Coke evolution during the air- and oxy-firing regeneration of a spent Ni/ZnO sulfur adsorbent

Abstract

Reactive adsorption desulfurization (RADS) is an effective desulfurization technology in refineries to reduce the sulfur contents in oil products. To ameliorate the desulfurization technology, the evolution of coke was first studied in the air-firing regeneration of a typical spent Ni/ZnO sulfur adsorbent used in RADS. Efforts were made to elaborate the conversion of carbon and sulfur during the oxy-firing regeneration of the spent adsorbent to test the possibility of applying that carbon capture technology – oxy-fuel combustion to the sulfur adsorbent regeneration. A lab-scale drop-tube furnace was employed to conduct the combustion experiments; and the speciation of carbon and sulfur in the regenerated adsorbents was characterized by advanced techniques including near-edge X-ray absorption fine structure (NEXAFS), Fourier transform infrared (FTIR), X-ray photoelectron spectroscopy (XPS), and X-ray diffraction (XRD). The catalytic role of metals (Ni/Zn) in the coke combustion was also verified by acid leaching and temperature-programmed oxidation (TPO) experiments. It has been founded that the carbonaceous materials deposited on the adsorbent comprise five groups, including polyaromatic and graphitic carbon with a fraction of around 27 mol% of the entire carbon, and the other groups which are mostly light aliphatic compounds and oxygen-containing functional groups. During the air-firing regeneration process, most of the light coke species were oxidized into oxygenated intermediates and then desorbed as CO and CO2, with a small portion being polymerized into heavy molecules.
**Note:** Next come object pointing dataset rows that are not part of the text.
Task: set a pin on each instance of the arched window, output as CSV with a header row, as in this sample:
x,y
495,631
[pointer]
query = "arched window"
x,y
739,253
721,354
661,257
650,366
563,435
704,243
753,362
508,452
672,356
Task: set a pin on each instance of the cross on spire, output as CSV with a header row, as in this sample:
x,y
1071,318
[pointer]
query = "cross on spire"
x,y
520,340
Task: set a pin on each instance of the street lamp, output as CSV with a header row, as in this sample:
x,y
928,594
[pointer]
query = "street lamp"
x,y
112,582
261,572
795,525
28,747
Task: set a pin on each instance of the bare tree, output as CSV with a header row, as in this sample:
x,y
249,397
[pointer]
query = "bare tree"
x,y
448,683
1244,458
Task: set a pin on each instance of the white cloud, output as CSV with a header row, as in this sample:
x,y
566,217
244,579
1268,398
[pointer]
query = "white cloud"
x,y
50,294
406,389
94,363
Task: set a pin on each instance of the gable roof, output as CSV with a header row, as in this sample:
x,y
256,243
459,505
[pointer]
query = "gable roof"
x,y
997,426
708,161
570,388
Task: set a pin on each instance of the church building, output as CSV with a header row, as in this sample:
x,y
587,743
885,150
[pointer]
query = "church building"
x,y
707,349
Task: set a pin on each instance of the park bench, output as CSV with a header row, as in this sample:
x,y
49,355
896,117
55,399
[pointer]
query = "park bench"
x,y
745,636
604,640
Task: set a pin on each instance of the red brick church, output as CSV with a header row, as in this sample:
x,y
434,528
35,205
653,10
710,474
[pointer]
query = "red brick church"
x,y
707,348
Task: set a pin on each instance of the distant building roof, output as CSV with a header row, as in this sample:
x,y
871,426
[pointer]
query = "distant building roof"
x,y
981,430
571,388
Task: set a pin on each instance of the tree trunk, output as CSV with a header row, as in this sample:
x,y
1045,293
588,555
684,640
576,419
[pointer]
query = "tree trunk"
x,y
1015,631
Oxy-firing regeneration was verified to improve the efficiency of coke combustion due to the metal-catalyzed CO2 gasification reaction and improved the sulfur conversion under the oxygen-lean condition such as 3 vol% O2 in CO2. The carbon conversion increased from 23% in 3%O2/N2 to 31% in 3%O2/CO2 at 510 ℃. In the meantime, the sulfur conversion was also increased from 50% to 57% at 750 ℃, which is probably due to that the CO2 gasification of coke alleviated the competition of oxygen between carbon and sulfur.